Activists who authentically work for a more egalitarian society can see the chance here for a serious democratic revitalization with a party that was once heavily connected to the people, take over from the two parties that have continually made their loyalty to capital over working people and the planet crystal clear.

Apathy and austerity

As a nation we have entered a new time unlike any before. It’s a time of austerity, as the next generation is told to tighten their belts and we watch the remaining instruments of the welfare state disappear along with good jobs and pensions. People in general feel the disconnect between the Ottawa bubble and their everyday lives. In such an apathetic and disillusioned age, we have some potential leaders of the growing party wanting to make politics, their politics, relevant again.

Many of the NDP leadership candidates tend to speak the language of working Canadians, addressing the unfairness of corporate greed and the importance of connecting the NDP to the grassroots in communities — sometimes talking about the 1 per cent of the population who have the greatest wealth at the expense of others and the need to reinvest in public infrastructure to benefit everyone, including the very marginalized.
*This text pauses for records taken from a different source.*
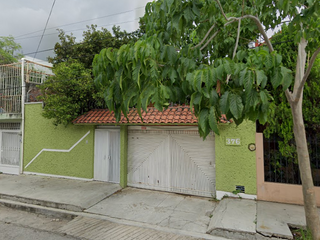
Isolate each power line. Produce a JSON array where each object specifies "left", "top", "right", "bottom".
[
  {"left": 15, "top": 18, "right": 139, "bottom": 40},
  {"left": 33, "top": 0, "right": 56, "bottom": 58},
  {"left": 15, "top": 7, "right": 144, "bottom": 39}
]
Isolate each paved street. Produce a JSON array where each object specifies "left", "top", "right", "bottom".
[
  {"left": 0, "top": 222, "right": 77, "bottom": 240},
  {"left": 0, "top": 206, "right": 224, "bottom": 240}
]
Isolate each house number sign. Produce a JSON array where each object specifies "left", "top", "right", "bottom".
[{"left": 226, "top": 137, "right": 241, "bottom": 146}]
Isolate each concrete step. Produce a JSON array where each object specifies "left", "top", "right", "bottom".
[
  {"left": 207, "top": 198, "right": 257, "bottom": 239},
  {"left": 0, "top": 193, "right": 85, "bottom": 212},
  {"left": 59, "top": 216, "right": 203, "bottom": 240},
  {"left": 0, "top": 199, "right": 78, "bottom": 220}
]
In other words, they talk about the need to go forward in a way connected to those outside of Ottawa’s exclusive bubble.

Mulcair: Leadership choice of the 1 per cent

And then there’s the current frontrunner, Thomas Mulcair. Mulcair’s campaign is one that first and foremost has been defined by his commitment to bringing the centrists, consisting largely of Liberal supporters, to the NDP camp and moving forward with the NDP in this fashion. News has also come out about Mulcair’s campaign for leadership being backed by Bay Street elites. This is an unprecedented departure from the norm, as most of the NDP’s funding has typically come from its working-class base and civil society. This is a potential leader who is backed quite literally by the 1 per cent. Perhaps the Bay Street executives funding Mulcair see the writing on the wall. Perhaps they see the Liberal Party falling apart and the Conservative Party being revealed and embarrassed for their long list of ugly scandals. Perhaps, for them, the NDP is the next government in waiting and they wish to get in good with its leader so they can continue to maintain their privileged status and the economic status quo.
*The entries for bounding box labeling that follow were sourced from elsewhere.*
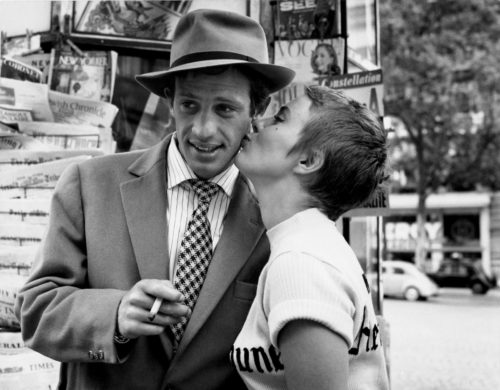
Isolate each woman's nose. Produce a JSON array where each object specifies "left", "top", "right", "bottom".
[{"left": 252, "top": 116, "right": 274, "bottom": 133}]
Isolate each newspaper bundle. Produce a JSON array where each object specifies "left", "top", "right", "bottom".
[
  {"left": 0, "top": 338, "right": 61, "bottom": 390},
  {"left": 17, "top": 122, "right": 113, "bottom": 153},
  {"left": 0, "top": 77, "right": 54, "bottom": 122},
  {"left": 0, "top": 222, "right": 47, "bottom": 246},
  {"left": 0, "top": 271, "right": 27, "bottom": 330},
  {"left": 48, "top": 49, "right": 118, "bottom": 102},
  {"left": 0, "top": 132, "right": 58, "bottom": 152},
  {"left": 0, "top": 149, "right": 104, "bottom": 173},
  {"left": 0, "top": 198, "right": 50, "bottom": 224},
  {"left": 0, "top": 244, "right": 38, "bottom": 276},
  {"left": 0, "top": 328, "right": 26, "bottom": 355},
  {"left": 0, "top": 155, "right": 90, "bottom": 199}
]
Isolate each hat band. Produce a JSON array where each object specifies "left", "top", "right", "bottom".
[{"left": 170, "top": 51, "right": 259, "bottom": 68}]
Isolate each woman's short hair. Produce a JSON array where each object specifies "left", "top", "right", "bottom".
[
  {"left": 290, "top": 86, "right": 387, "bottom": 220},
  {"left": 164, "top": 65, "right": 270, "bottom": 116}
]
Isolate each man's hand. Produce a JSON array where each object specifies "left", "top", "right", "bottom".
[{"left": 117, "top": 279, "right": 190, "bottom": 339}]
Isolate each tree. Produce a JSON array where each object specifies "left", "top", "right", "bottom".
[{"left": 380, "top": 0, "right": 500, "bottom": 267}]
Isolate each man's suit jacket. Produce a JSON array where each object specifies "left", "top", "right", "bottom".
[{"left": 16, "top": 138, "right": 269, "bottom": 390}]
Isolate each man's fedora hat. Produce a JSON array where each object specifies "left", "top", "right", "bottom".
[{"left": 136, "top": 9, "right": 295, "bottom": 97}]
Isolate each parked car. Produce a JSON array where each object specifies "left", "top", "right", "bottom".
[
  {"left": 427, "top": 258, "right": 497, "bottom": 294},
  {"left": 382, "top": 260, "right": 439, "bottom": 301}
]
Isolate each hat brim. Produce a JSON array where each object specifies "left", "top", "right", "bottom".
[{"left": 135, "top": 59, "right": 295, "bottom": 97}]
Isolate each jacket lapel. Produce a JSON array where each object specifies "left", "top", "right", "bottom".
[
  {"left": 177, "top": 176, "right": 264, "bottom": 355},
  {"left": 120, "top": 137, "right": 170, "bottom": 279},
  {"left": 120, "top": 137, "right": 172, "bottom": 360}
]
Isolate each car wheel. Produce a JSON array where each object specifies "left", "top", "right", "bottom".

In the days of Occupy Wall Street and Occupy Canada and global anti-poverty movements, can the one party that was once connected to the common people of this country really afford to change its orientation and its connections in such a way? People are waking up to the reality of our unequal society. Is it truly logical for the NDP to elect such a leader who seeks to sever the ties between the rest of the people and the nation’s leadership in Ottawa? Should the NDP become another party much like the Conservatives and Liberals, in their quest to be seen as “legitimate”? Should Mulcair, who may very well become the leader of the NDP this weekend, trade in the party’s roots among the marginalized and the impoverished for support from Bay Street and other elites? Is this really the right time to make such a shift?
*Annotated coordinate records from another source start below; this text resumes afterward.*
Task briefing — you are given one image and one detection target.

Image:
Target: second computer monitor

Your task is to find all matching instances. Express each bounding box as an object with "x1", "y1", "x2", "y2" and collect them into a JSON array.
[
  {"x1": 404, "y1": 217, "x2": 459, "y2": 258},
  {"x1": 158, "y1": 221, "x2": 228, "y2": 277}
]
It seems that a Mulcair-led NDP would entrench itself in that Ottawa bubble, where the decisions of government are made by those insulated from the real Canada and the real people who live without the elite privilege of the dominant parties and their backers. It seems Mulcair may want to simply fill that void and just take the power.

Will New Democrats elect to simply enter that bubble or could they be the ones who actually pop it? Is the historic dream of the NDP actually being responsible for great mobilization and immense change ever going to become a reality, or is it going to take the path of the other parties and find their way into irrelevance in the eyes of most Canadians behind the walls of the Ottawa bubble?

We’ll start to get an answer to these questions this Saturday, March 24.